Entropy conservation in simulations of magnetic reconnection

Entropy and mass conservation are investigated for the dynamic field evolution associated with fast magnetic reconnection, based on the "Newton Challenge" problem [Birn , Geophys. Res. Lett. 32, L06105 (2005)]. In this problem, the formation of a thin current sheet and magnetic reconnection are initiated in a plane Harris-type current sheet by temporally limited, spatially varying, inflow of magnetic flux. Using resistive magnetohydrodynamic (MHD) and particle-in-cell (PIC) simulations, specifically the entropy and mass integrated along the magnetic flux tubes are compared between the simulations. In the MHD simulation these should be exactly conserved quantities, when slippage and Ohmic dissipation are negligible. It is shown that there is very good agreement between the conservation of these quantities in the two simulation approaches, despite the effects of dissipation, provided that the resistivity in the MHD simulation is strongly localized.
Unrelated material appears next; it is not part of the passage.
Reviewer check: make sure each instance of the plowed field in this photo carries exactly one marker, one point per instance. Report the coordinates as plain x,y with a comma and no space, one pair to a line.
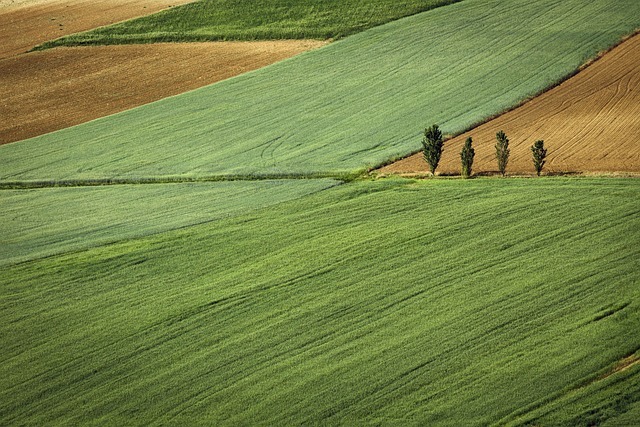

This demonstrates that dissipation is highly localized in the PIC simulation also, and that heat flux across magnetic flux tubes has negligible effect as well, so that the entropy increase on a full flux tube remains small even during reconnection. The mass conservation also implies that the frozen-in flux condition of ideal MHD is a good integral approximation outside the reconnection site. This result lends support for using the entropy-conserving MHD approach not only before and after reconnection but even as a constraint connecting the two phases. (c) 2006 American Institute of Physics.